Friday, March 23, 2007

Situational ethics

Mike Masterson, the internationally renowned Democrat-Gazette columnist, will be on my radio program next Tuesday, so I was boning up. Mike wrote one heck of a column yesterday about how the press often gets religion all wrong.

I was intrigued that Masterson twice used the word “orthodoxy” to define a set of religious beliefs and used quotes that also included it. Everybody seemed to be making fair use of the word, although there was not one mention of the creeds, the councils, or the church fathers.

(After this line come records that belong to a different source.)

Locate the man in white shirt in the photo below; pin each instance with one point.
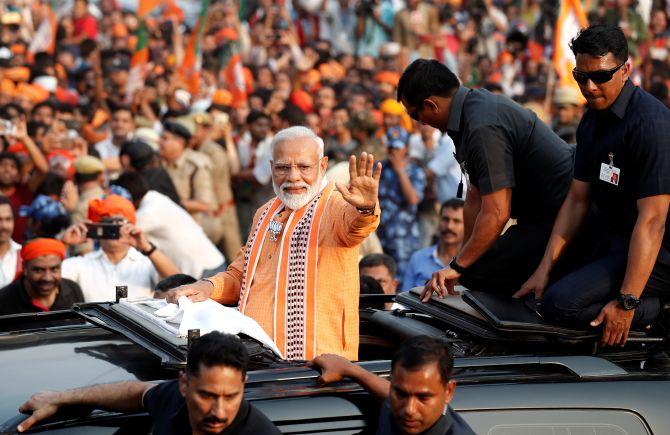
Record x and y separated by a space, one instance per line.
172 229
131 260
251 185
9 249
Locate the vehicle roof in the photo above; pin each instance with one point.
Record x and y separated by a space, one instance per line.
67 357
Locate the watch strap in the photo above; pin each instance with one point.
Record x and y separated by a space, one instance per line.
455 266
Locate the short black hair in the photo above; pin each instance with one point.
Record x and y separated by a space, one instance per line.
34 127
421 350
374 260
135 183
600 39
217 349
173 281
5 201
140 153
122 108
423 78
454 203
52 185
177 129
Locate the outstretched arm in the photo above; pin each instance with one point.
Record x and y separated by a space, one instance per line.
334 368
121 396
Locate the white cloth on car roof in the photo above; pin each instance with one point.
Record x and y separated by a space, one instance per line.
207 316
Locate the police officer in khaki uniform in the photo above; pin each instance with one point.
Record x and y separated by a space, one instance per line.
224 225
190 171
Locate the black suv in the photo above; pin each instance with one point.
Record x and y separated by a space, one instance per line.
515 373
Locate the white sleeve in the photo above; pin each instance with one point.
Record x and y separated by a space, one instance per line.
262 171
70 268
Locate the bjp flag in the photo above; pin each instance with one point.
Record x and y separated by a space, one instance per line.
571 20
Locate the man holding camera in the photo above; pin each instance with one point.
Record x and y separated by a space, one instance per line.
125 255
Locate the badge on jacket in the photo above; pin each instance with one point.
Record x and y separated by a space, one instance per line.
610 173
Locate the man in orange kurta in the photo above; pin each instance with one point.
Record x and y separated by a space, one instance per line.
297 276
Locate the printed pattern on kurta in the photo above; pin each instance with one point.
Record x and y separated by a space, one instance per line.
337 284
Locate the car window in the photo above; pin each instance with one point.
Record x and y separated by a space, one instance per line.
555 422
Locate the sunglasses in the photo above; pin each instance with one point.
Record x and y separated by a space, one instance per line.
597 77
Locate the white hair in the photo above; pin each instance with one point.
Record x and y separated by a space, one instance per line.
296 132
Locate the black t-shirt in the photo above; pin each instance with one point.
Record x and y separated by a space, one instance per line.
503 145
450 423
635 133
14 298
167 407
159 180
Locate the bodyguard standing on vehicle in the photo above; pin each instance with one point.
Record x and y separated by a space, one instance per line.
517 167
622 166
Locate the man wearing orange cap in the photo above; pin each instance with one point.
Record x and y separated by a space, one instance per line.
40 287
130 260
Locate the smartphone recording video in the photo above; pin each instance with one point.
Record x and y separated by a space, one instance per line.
103 230
7 128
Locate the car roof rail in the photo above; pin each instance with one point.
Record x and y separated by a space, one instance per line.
581 366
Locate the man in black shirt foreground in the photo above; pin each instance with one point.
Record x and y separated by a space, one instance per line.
622 167
517 167
416 400
208 398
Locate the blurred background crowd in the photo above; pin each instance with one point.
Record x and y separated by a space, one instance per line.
174 104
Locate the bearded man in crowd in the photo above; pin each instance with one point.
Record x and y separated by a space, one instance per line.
298 275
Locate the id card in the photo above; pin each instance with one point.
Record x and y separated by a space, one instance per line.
609 174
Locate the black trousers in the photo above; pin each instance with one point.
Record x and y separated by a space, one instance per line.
576 299
510 261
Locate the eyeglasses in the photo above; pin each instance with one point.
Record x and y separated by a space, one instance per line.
285 168
597 77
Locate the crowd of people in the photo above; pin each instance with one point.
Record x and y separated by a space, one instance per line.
272 152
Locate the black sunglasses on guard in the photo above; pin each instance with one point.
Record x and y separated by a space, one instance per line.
597 77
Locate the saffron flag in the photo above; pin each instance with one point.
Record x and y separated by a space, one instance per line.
140 58
571 19
192 62
45 35
235 81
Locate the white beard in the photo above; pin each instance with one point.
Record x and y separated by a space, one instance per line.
296 202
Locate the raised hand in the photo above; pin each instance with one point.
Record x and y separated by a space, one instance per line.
363 182
537 283
333 368
442 283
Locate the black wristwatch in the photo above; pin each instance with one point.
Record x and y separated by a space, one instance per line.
627 301
457 267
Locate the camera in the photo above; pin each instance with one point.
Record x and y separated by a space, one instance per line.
103 230
7 128
365 7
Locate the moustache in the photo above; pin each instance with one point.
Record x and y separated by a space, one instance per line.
214 420
288 185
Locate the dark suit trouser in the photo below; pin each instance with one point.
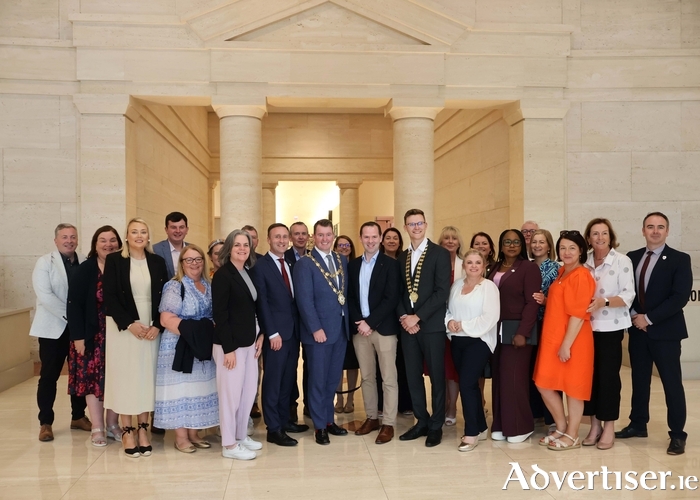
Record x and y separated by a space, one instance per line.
511 390
279 375
470 356
666 355
325 370
428 346
53 354
605 392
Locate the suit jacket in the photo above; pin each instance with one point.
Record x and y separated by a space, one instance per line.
318 304
277 309
50 283
162 248
116 286
433 288
234 309
384 295
516 289
668 292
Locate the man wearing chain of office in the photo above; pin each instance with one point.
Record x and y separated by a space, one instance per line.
320 279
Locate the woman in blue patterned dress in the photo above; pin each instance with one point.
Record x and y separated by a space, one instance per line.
185 402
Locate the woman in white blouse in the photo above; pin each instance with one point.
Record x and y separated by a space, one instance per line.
472 316
610 317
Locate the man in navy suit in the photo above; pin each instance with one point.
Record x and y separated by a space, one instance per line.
664 279
279 321
320 280
170 248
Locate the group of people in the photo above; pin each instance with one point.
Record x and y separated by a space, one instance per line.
149 332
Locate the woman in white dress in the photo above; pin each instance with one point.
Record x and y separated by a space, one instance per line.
186 397
133 283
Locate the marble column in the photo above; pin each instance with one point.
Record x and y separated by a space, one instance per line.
240 165
414 162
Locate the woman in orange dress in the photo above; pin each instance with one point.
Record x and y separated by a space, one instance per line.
565 357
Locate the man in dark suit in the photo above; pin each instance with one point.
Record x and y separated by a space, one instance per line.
664 279
374 284
279 321
321 288
425 270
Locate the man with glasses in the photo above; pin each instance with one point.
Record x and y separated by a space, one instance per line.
425 273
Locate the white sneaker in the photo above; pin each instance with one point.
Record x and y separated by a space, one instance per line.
520 438
251 444
498 436
239 453
251 426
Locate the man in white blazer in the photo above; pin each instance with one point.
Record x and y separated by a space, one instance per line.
50 279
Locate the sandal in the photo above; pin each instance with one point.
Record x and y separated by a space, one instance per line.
559 445
98 440
549 438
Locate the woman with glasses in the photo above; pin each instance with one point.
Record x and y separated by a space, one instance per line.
344 246
186 397
518 280
565 358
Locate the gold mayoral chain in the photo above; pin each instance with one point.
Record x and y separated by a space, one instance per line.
330 278
412 289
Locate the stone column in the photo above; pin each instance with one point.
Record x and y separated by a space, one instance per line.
269 214
350 210
414 162
240 165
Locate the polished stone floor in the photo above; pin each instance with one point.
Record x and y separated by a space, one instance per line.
351 467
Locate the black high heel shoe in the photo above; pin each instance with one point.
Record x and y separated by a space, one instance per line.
145 450
131 452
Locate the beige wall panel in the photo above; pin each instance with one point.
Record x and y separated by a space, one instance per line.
520 44
599 177
29 18
629 24
690 123
631 126
37 63
517 11
505 71
665 176
629 72
39 175
29 121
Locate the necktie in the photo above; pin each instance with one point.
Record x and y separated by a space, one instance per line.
285 277
642 276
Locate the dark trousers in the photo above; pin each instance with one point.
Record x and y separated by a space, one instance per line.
53 354
510 389
279 375
666 355
607 360
470 356
428 347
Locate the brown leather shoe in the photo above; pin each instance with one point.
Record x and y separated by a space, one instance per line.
367 426
45 433
82 424
386 434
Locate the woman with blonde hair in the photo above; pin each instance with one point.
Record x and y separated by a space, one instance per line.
133 283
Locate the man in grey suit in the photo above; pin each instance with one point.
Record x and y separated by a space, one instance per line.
170 248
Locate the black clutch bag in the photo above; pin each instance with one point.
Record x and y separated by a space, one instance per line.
509 328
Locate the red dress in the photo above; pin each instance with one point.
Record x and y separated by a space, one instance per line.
568 296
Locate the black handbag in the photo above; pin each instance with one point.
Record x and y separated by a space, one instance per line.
509 327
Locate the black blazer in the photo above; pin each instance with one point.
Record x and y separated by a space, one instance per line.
118 297
234 309
384 295
667 294
81 310
433 289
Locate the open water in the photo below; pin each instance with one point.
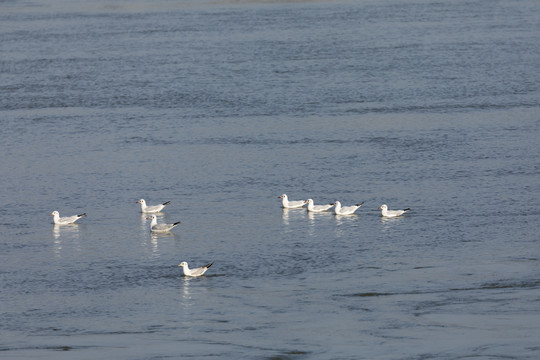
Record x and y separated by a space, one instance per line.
220 107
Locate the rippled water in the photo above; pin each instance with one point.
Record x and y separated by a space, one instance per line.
221 106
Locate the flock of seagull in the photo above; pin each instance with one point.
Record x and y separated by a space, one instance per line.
286 203
154 226
338 209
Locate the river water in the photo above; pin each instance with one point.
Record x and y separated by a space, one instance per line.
220 107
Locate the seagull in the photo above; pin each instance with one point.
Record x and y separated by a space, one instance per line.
347 210
317 208
151 208
154 226
291 204
391 213
65 220
194 272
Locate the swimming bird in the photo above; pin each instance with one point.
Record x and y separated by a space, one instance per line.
194 272
391 213
291 204
151 208
65 220
346 210
317 208
154 226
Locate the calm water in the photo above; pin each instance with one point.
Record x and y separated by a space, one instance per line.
221 106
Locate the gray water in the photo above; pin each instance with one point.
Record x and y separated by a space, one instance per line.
220 107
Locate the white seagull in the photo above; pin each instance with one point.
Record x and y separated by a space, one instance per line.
194 272
317 208
65 220
391 213
151 208
291 204
346 210
154 226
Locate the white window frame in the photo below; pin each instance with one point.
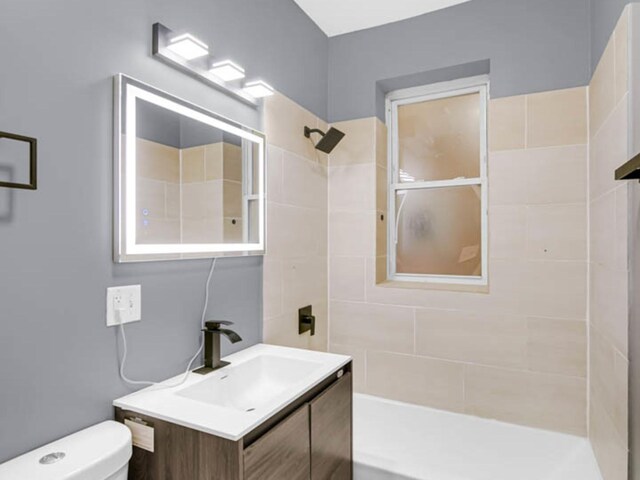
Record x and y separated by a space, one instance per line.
408 96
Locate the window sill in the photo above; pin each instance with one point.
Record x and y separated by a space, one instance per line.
446 287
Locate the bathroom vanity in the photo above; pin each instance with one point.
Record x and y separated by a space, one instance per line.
274 413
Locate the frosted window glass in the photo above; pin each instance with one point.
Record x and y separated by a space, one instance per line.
439 231
439 139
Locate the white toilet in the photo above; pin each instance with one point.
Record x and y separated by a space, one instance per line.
101 452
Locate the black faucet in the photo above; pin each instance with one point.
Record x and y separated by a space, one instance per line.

Although I find myself generally agreeing with Mike, I rise with a friendly little amendment, and I promise it won’t hurt anything. Masterson also went off on “situational ethics,” as some sort of curse on modern man. Of course, the scriptures are full of “situational ethics.”

For example, when Jesus’ disciples get in trouble for plucking grain on the Sabbath, Jesus answers with the story of how David used the holy bread in the temple to feed his guards. Paul has a long discourse on eating food sacrificed to idols. Look it up and get a lesson in situational ethics and how to deal with the “weaker brother.”

The reason I even bring this up is that, while we are not allowed to make up the rules as we go along, man was created with a mind to make moral judgments. That is why we need the church to help form our consciences.

Most folks I know are all against “situational ethics” until it comes to their own divorce.